Ladies and gentlemen… “Harlequin”.

Charles (Kenton Hall) is a clown. But he isn’t your normal “nice guy who makes kids happy” clown. He has some mental issues going on. And these issues seem to manifest themelves around the time of a performance he is setting up. And that’s about all I can say. It’s a bit difficult to tackle the plot of a short since it is just that… short. So there’s not much that can truly be said about it. I’ll give it this: It intrigued me a lot. There’s definitely some really interesting stuff going on here. I could definitely see this as a full length feature. But seeing as it is as surreal as it is, on such a short runtime, I can’t really say much about it plotwise. I was intrigued and I was invested in it which is a testament to the talent of the writer/director, but I can’t really talk about it as in depth as most regular movies.

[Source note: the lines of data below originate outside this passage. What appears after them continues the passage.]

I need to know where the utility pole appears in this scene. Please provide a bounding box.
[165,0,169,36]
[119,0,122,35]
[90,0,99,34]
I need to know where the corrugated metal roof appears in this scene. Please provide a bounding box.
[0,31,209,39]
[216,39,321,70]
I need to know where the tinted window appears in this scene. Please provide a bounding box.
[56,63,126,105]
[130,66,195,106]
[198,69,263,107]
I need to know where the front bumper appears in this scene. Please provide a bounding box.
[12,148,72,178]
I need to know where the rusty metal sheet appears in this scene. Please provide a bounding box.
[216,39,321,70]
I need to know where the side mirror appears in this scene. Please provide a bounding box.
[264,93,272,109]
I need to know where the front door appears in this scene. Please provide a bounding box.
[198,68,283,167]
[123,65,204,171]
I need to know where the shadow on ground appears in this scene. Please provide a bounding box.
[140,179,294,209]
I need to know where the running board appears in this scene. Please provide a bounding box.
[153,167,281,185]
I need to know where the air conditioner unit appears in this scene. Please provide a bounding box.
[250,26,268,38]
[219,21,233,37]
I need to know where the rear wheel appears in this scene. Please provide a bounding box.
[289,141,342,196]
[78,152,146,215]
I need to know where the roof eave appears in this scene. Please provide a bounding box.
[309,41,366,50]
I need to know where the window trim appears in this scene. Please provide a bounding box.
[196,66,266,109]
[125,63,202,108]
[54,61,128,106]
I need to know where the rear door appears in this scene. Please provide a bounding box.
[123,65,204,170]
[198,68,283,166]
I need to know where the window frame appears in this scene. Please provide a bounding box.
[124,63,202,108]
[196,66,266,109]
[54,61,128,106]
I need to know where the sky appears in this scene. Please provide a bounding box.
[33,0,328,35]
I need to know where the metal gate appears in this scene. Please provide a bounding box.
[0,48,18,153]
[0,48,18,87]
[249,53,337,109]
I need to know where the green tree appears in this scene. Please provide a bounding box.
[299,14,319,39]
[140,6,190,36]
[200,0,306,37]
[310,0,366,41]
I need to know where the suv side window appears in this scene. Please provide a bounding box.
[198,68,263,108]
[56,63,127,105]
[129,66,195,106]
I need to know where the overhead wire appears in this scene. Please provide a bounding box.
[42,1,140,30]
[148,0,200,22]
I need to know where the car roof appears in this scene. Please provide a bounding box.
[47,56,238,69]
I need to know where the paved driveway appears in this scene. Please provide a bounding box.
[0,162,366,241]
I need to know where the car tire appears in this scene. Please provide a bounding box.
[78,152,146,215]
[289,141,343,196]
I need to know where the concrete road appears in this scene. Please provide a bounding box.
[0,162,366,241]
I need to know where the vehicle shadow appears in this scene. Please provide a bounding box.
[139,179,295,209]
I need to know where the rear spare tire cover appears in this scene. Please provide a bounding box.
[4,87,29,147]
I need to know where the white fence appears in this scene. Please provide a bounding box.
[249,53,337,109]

There aren’t many actors in the movie. There are a total of four, but only one should really be focused on: Kenton Hall. This is because he’s the only one that gets enough space to the point that I can look at his performance. And to give credit where credit is due… he’s really good in this. Not Oscar worthy or something like that… but he’s really good in this independent short film about a crazy clown man. He’s really good, and the supporting actors do fine in their very minor roles.

The music in this short film help set a pretty eerie atmosphere in a way that actually kind of symbolizes the mess that is Charles’ mind. Sure, the music is not as thought-provoking and symbolic as in other movies, but I honestly don’t think that it’s the point. The music here is meant to help show that nothing is as it seems while also setting a pretty eerie mood. And that is a plus for this little thing.

“Harlequin” was written and directed by Jakob Lewis Barnes, a man who’s very passionate about film and the art of filmmaking. Me and Jakob have communicated a lot on twitter and I think that he’s a really cool dude. But I’m not gonna let my positive experiences with Jakob cloud my judgment of his directing and writing. And it’s really well directed and well written. The writing presents the interesting stuff with Charles and his mental health, and it kept me intrigued. And the directing was really good as well. I mean, for someone who’s on such a small budget and with no major stuff under his belt he did a pretty great job. You can tell from the shots we get that something is a bit odd here, kind of like with the music choices. And that of course helps the short a lot and makes it really interesting. Again, I am basing this on the small budget that this pretty clearly was on. And while not really related to the directing itself, there’s a fun little clown-related easter egg in this that I thought was kind of fun.

I can’t really judge “Harlequin” like I do most normal, full length features. To tell you the truth, I had to think carefully how I would judge this thing. Then after some thinking I figured it out… I think. The pretty minor plot presented is intriguing, the performance from Kenton Hall is really good, the music choices are good, and the directing is pretty good. I can’t really give it any of my normal ratings since it’s such a different thing for me to review, so all I can really do is say whether I recommend it or not. *Drumroll*. Yeah, I recommend it. If you want to see something kinda weird but still really interesting, I recommend that you watch it. Although you’ll have to wait until it is released for the public in late October or something (Not entirely sure to be honest). If you want to keep up with it, follow the JumpCut Uk Productions twitter account. Keep in mind that I do recommend it.

My review of “Harlequin” is now completed.

Jakob, if you’re reading this… it was an honor to be one who got to see it early! Thank you.